B-SOiD Algorithm May Make it Easier to Study Behavior
A novel machine learning algorithm called B-SOiD quickly and efficiently analyzes animal behaviors, and may be useful in assessing movement disorders in people with Parkinson’s disease.
Researchers described their findings in the study, “B-SOiD, an open-source unsupervised algorithm for identification and fast prediction of behaviors,” published in Nature Communications.
Doing research on behavior is very difficult because of the complexity of behaviors. Even mice and rats, often used in labs for their relative simplicity, engage in a wide variety of behaviors throughout the day as they scurry about, groom themselves, and eat.
Traditional research on behavior typically has relied on one of two strategies. One is training animals to do a specific task (e.g., pushing a lever), then assessing that behavior. But this has the obvious limitation of the behavior being a construct of the experiment.
Using another approach, some researchers have studied behavior by assessing videos of animals over time and making detailed notes. While this method is better at capturing naturalistic behaviors, it has several drawbacks: it is time- and work-intensive, and is prone to human errors and inconsistencies.
Now, a pair of scientists at Carnegie Mellon University (CMU) in Pittsburgh, Pennsylvania, have built on prior research to create a machine learning algorithm, B-SOiD, that aims to overcome these problems by removing the human component.
Conceptually, the idea is that the algorithm is fed video of an animal; then, the computer identifies the poses of the animal’s body as it goes about its day. These poses over time are then translated into discreet behaviors. For example, when a mouse raises its paws to wipe at its snout (a series of poses), B-SOiD can identify the behavior as grooming.
Simply put, the algorithm aims to collect all the data that might be recorded by a scientist watching the video and taking notes, but without needing the scientist there. As such, it saves researchers’ time and, because the analysis is done by a computer, it can be done very fast. The algorithm can process 100,000 frames per minute on a typical laptop, according to the researchers.

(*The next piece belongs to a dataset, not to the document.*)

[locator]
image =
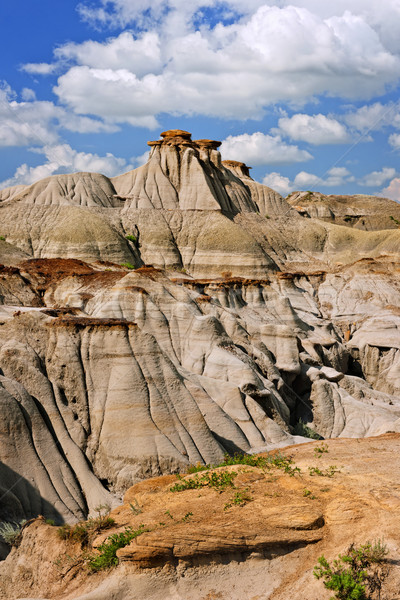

“It removes user bias and, more importantly, removes the time cost and arduous work. We can accurately process hours of data in a matter of minutes,” Eric Yttri, PhD, a professor at CMU and study co-author, said in a press release.
Yttri and Alex Hsu, a biological sciences PhD candidate in his lab, demonstrated the utility of B-SOiD using recordings of mice. Using different animals, the team showed the algorithm could identify behaviors regardless of the color or size of the mouse.
They also showed that B-SOiD could identify similar, but discreet behaviors. Â For example, the algorithm identified three distinct and well-documented mouse grooming behaviors (paw/face groom, head groom, and body lick). These behaviors were all identified as distinct from itching behavior.
The researchers noted that the algorithm’s ability to “both generalize and differentiate” is crucial in the study of behaviors. Further experiments indicated that B-SOiD could identify changes in behavior in rats with damage to part of the brain called the basal ganglia, the dysfunction of which is implicated in Huntington’s disease and obsessive-compulsive disorder (OCD).
The scientists also showed that the algorithm worked similarly using video of cameras placed at different angles, which is important for generalizability. They have made the algorithm openly available to other researchers.
“The open source package provides a platform that is accessible to biologists without extensive coding knowledge nor computational resources,” they wrote.
The team is hopeful the algorithm may allow for the development of health assessments for people. They already have begun to use B-SOiD to study movement in people with Parkinson’s.
“We are beginning to see if this can be used as part of an objective test by a doctor to show how far a patient’s disease has progressed. The hope is that a patient anywhere in the world would be diagnosed with one standardized metric,” Yttri said.